The weeping and groaning of Malachi’s contemporaries did not result as it should have from their repentance, but from their grief or even anger at the Lord’s refusal to accept their offerings Cain’s response in Gen 4:4–5

V13 Whereas Judah had expected the Lord to receive their offerings “with pleasure,” the offerings were actually detestable to him because Judah’s behavior was “detestable” Rom 8:8; 1 Thess 4:1; Heb 11:6).

Malachi would echo the thought of Isa 58:3–10, where God charges, “on the day of your fasting, you do as you please and exploit all your workers.” God’s people had not yet learned the lesson that religious activity in itself cannot please God

2:14 The answer to the people’s question and complaint is that the men have betrayed their wives. The reason the men’s behavior can be called treachery is that their wives had entered a covenant with them. The assumption is that the men have violated that covenant.

One’s wife was a spiritual sibling, a member of the covenant community of Israel, these wives had allied themselves with their husbands by a marriage covenant.

1) First, if a covenant existed between a husband and his wife, any offence against the marriage by either the husband or the wife may be identified as sin.
2) Second, if a covenant existed between a husband and his wife, because God is invoked in any covenant-ratifying oath to act as guarantor of the covenant, any marital offence by either the husband or the wife may be identified as sin against God.
3) Third, any marital infidelity ought to prompt God’s judgment against the offending party.
4) Finally, intermarriage with pagans ought to be prohibited because idolatry would necessarily ensue when a ratifying oath is sworn.

Judah’s behavior was an insult and outrage against the God before whom they had formed their covenants.

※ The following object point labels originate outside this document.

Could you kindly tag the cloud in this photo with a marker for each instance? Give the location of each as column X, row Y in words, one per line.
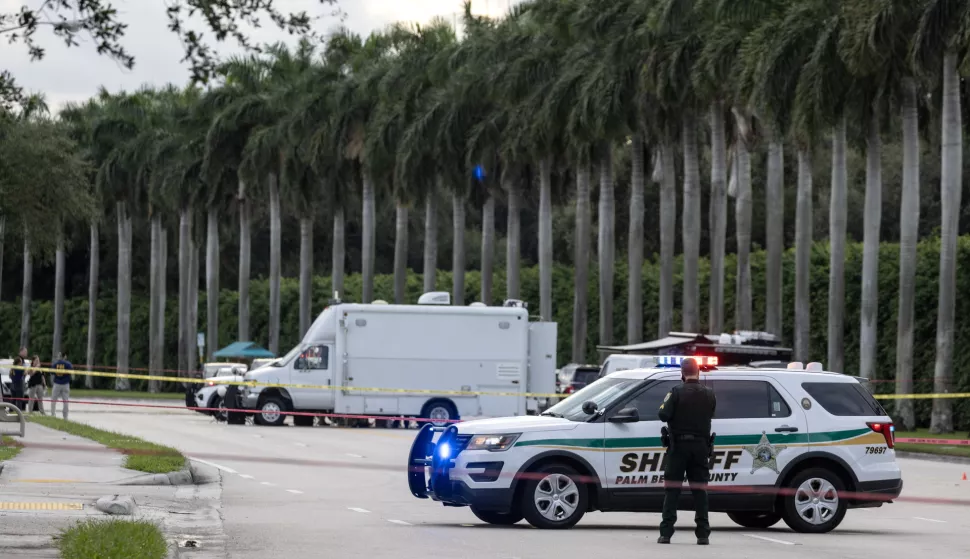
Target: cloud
column 76, row 73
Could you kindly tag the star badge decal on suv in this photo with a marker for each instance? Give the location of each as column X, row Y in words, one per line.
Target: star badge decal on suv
column 764, row 454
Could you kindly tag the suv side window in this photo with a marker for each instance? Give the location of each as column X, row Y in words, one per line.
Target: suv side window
column 648, row 402
column 748, row 399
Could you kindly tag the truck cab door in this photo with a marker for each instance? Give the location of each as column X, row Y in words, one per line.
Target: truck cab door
column 313, row 373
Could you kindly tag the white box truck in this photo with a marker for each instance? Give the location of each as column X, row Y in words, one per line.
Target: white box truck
column 429, row 360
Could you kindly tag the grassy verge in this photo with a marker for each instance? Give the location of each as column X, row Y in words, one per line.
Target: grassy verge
column 142, row 456
column 82, row 393
column 944, row 450
column 113, row 539
column 8, row 448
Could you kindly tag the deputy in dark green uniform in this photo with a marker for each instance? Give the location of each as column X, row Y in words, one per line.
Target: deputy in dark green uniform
column 687, row 410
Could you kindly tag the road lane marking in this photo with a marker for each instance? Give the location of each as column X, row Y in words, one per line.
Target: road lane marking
column 772, row 540
column 929, row 519
column 214, row 465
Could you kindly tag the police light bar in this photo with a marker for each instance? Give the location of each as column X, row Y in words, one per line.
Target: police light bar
column 677, row 360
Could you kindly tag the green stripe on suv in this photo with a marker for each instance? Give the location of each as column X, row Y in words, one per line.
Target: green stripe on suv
column 727, row 440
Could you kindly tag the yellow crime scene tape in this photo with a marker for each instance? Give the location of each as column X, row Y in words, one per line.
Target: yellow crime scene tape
column 253, row 384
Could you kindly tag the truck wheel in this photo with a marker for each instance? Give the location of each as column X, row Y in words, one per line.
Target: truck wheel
column 755, row 519
column 271, row 411
column 553, row 498
column 815, row 505
column 497, row 518
column 440, row 412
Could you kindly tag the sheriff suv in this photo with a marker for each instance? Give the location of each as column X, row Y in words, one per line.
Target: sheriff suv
column 796, row 444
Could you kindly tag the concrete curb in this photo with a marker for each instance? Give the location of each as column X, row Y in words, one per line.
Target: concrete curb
column 932, row 457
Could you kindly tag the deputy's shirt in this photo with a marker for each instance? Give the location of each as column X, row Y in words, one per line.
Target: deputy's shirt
column 62, row 377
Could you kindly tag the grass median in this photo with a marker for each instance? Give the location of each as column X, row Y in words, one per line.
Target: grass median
column 9, row 448
column 961, row 450
column 141, row 455
column 113, row 539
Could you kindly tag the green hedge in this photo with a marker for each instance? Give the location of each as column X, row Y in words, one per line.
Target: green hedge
column 75, row 335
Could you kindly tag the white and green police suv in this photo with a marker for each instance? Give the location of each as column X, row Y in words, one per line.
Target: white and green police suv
column 797, row 444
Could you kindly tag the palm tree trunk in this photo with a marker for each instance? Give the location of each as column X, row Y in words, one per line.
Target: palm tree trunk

As in the covenant between Jacob and Laban in Gen 31:50, the Lord being witness meant that he would act as “judge” to ensure that if the covenant was violated the guilty party would be punished.

God refuses to accept the offerings of the people, and they ask,

“Why does he not?” And the answer is given:

Because the Lord was witness to the covenant between you and the wife of your youth,

“A covenant that is made before God.”

That is the essence of marriage. And when God stands as witness to the covenant promises of a marriage, it becomes more than a merely human agreement. God is not a passive bystander at a wedding ceremony. In effect he says, I have seen this, I confirm it, and I record it in heaven. And I bestow upon this covenant by my presence and my blessing.

Wherever you are in your relationships, and none of us is precisely where we should be, remember these words of the covenant: “The Lord, the Lord, a God merciful and gracious, slow to anger, and abounding in steadfast love and faithfulness, keeping steadfast love for thousands, forgiving iniquity and transgression and sin” (Exodus 34:6–7).

v15a serves as the final expression of the situation addressed in this second discourse, describing the reprehensible nature of Judah’s behavior that needed correction to avoid God’s judgment.

The prophet’s concluding exhortation is guard yourself in your spirit, and do not break faith.

This is a strong warning to every husband that he must be constantly on his guard against developing a negative attitude toward his wife. C. J. Collins says,

“He who is wise will watch for the first stirrings of resentment, which might turn into dislike, and repent of it immediately, lest he deal treacherously with her whom the Lord has given to be a blessing.”

“Don’t you know that God made you one with your wives? And in spite of your treachery in divorcing your wives, there is still a remnant of that spiritual bond. And what is the purpose of that oneness? It is to produce godly offspring with God’s help.”